Claudio Parmiggiani photo Claudio Abate

Biografie

Claudio Parmiggiani (Luzzara, 1943)

Tra i maggiori protagonisti del panorama artistico internazionale, Parmiggiani si forma al Istituto di Belle Arti di Modena. Giovanissimo, frequenta Giorgio Morandi e comincia a utilizzare per le sue opere calchi in gesso dipinti che l’artista definisce “pitture scolpite”. Nel 1965 realizza la sua prima mostra alla libreria Feltrinelli di Bologna, nello stesso periodo si avvicina al Gruppo 63, a “il verri” di Luciano Anceschi, mentre a Milano intrattiene rapporti con Vincenzo Agnetti ed Emilio Villa con il quale stabilisce un lungo sodalizio. Uno spirito radicalmente iconoclasta sottende tutto il suo lavoro, molte sono le intuizioni che fin dalla metà degli anni sessanta hanno connotato in modo del tutto originale e pionieristico la sua ricerca.

Del 1970 sono le prime Delocazioni, opere realizzate con fuoco, polvere e fumo, definite sculture dombra da Georges Didi-Huberman, che rappresentano una radicale riflessione sul tema dell’assenza e della traccia, sviluppato ancora successivamente fino a divenire linea portante di tutto il suo lavoro.

Negli ultimi 40 anni Claudio Parmiggiani ha concentrato la sua pratica su temi della memoria, dell’assenza e del silenzio, nella sua ricerca di una immagine, di un oggetto che trascende il tempo e l’esperienza individuale per evocare una verità universale ed esistenziale. I suoi materiali sono polvere e cenere, fuoco e aria, ombra e colore, luce e pietra, vetro e acciaio, sangue e marmo. Assemblando frammenti del mondo, campane, farfalle, libri, stelle, statue, barche fa nascere immagini insolite che, nella loro tragica bellezza, ci sembrano stranamente familiari.

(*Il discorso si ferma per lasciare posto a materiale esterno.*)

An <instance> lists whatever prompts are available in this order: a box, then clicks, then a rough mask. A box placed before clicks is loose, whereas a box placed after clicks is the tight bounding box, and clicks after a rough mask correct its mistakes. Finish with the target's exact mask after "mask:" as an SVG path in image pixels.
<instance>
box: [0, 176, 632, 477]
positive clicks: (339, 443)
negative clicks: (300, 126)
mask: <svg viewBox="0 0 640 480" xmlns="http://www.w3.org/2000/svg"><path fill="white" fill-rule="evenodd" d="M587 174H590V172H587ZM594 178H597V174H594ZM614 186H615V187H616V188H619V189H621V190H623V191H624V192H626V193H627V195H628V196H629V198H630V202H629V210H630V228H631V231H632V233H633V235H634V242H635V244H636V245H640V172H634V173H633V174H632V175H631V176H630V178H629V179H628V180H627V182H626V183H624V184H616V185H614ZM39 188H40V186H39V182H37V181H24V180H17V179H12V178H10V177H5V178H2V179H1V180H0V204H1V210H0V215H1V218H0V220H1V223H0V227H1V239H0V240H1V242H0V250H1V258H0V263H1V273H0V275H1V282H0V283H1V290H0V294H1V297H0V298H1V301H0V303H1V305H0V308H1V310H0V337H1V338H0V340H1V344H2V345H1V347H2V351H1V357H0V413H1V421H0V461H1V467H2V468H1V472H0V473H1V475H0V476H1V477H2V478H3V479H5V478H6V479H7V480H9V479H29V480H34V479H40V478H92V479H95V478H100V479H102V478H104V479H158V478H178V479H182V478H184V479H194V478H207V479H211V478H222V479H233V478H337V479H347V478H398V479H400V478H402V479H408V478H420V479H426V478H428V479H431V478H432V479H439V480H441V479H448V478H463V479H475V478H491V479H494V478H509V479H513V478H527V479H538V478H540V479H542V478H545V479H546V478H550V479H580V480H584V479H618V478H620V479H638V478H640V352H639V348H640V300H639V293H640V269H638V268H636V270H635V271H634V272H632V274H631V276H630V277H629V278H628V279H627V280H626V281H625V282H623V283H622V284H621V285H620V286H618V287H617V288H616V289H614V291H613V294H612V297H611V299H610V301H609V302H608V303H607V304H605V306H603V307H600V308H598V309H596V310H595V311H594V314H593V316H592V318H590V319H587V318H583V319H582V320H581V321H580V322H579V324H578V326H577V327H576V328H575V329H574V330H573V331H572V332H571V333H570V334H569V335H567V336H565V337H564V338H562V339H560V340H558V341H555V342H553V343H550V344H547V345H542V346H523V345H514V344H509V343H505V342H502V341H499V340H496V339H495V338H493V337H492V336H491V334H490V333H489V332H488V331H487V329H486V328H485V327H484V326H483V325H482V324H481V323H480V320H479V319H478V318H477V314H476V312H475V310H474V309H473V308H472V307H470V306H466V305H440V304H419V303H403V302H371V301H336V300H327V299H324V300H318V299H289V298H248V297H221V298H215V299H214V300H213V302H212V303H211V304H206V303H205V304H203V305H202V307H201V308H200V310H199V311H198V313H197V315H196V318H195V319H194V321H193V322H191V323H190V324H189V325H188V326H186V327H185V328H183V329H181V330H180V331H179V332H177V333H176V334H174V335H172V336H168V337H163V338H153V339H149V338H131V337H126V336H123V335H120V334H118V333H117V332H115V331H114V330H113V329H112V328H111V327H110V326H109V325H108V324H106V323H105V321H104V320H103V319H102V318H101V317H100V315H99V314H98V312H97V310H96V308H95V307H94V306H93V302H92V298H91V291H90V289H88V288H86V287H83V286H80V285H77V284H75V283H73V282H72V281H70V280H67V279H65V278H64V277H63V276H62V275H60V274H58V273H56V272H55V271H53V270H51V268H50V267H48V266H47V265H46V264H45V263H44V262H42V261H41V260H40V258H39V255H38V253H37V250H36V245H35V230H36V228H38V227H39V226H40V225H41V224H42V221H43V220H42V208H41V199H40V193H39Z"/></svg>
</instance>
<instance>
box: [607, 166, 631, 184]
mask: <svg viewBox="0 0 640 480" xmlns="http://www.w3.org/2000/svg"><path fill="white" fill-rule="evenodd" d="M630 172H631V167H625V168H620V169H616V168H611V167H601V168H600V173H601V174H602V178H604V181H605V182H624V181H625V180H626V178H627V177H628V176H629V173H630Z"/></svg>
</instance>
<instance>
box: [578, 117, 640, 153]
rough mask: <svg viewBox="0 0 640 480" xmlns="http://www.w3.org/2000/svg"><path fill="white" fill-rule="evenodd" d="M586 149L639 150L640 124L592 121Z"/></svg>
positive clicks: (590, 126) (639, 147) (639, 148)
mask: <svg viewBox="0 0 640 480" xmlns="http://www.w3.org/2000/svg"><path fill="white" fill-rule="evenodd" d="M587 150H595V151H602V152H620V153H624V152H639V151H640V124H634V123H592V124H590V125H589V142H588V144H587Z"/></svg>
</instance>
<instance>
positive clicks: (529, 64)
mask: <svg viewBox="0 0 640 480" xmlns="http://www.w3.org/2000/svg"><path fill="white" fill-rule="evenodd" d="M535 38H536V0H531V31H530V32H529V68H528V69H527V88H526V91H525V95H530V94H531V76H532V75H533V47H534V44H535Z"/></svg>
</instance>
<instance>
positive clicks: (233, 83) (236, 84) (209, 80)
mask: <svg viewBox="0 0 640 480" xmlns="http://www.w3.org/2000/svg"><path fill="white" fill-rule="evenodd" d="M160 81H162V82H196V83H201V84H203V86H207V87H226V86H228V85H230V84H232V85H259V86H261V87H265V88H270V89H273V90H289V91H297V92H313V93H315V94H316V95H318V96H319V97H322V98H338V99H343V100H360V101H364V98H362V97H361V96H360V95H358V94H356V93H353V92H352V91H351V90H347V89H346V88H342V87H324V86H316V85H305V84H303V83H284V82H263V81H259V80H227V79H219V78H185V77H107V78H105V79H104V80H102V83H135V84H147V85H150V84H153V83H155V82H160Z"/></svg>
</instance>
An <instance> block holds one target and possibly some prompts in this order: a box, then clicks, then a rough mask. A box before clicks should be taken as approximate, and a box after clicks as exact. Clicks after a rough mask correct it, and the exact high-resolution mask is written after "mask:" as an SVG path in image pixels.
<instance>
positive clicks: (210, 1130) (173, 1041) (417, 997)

Pubblica negli anni numerosi libri-opera. Ha presentato le sue opere presso numerose altre prestigiose istituzioni internazionali, pubbliche e private. Tra i suoi interventi permanenti, Il faro dIslanda (2000), Ex-voto al Museo del Louvre (2007), Porta Speciosa per il Sacro Eremo di Camaldoli (2013) e l’opera presso la Camera degli Amori di Villa Medici a Roma (2015).

Abel Herrero

Abel Herrero (La Habana, 1971)

Herrero vive e lavora in Italia dal 1994. Ha maturato la sua arte confrontandosi con importanti figure dell’avanguardia italiana, Nei suoi anni di permanenza in Italia vive e risiede tra Milano, Parma, Venezia e la Toscana senese, studiando la storia dell’arte e dell’iconografia europea.

Da sempre la pittura di Herrero indaga il rapporto uomo-mondo naturale. All’interno di questa relazione assistiamo a una riflessione sul concetto di saturazione, fenomeno che consiste nel portare al limite, all’esasperazione, i valori di resistenza di un corpo o di un elemento. Nella prassi pittorica l’artista opera una saturazione cromatica servendosi del colore puro e scegliendo in genere quelli della saturazione tipografica: magenta, ciano, verde, giallo. Ne risulta in questo modo una pittura potente, luminosa, dove il soggetto medesimo diventa puro colore. Si annulla così la distinzione tra valenza cromatica e tematica, il soggetto diventa cromia e il colore diventa soggetto.

‘’Non è il mondo visibile ad essere saturo, è il nostro sguardo che satura il visibile in quanto tutto ciò che viene guardato dall’occhio di massa diventa preda di quella forma di relativismo ottico fagocitante e bulimico che fa si che qualsiasi immagine venga ingoiata e sputata, esaltata e cancellata simultaneamente. La pittura, la più importante e nobile forma di rappresentazione, cioè d’immagine, viene a sua volta coinvolta in questo drammatico scenario nel quale tutto è uguale a tutto e a niente. Credo per ciò nella grande possibilità dell’artista, nel mio caso del pittore e della pittura, di poter igienizzare l’immagine dall’inquinamento di contenuto a cui è sottoposta, sottraendola alla nausea dell’iperconsumo visivo. La pittura nella sua povertà e umiltà diventa nuovamente il mezzo ideale nel rappresentare l’essenza del mondo e la verità del soggetto, qualsiasi esso sia.”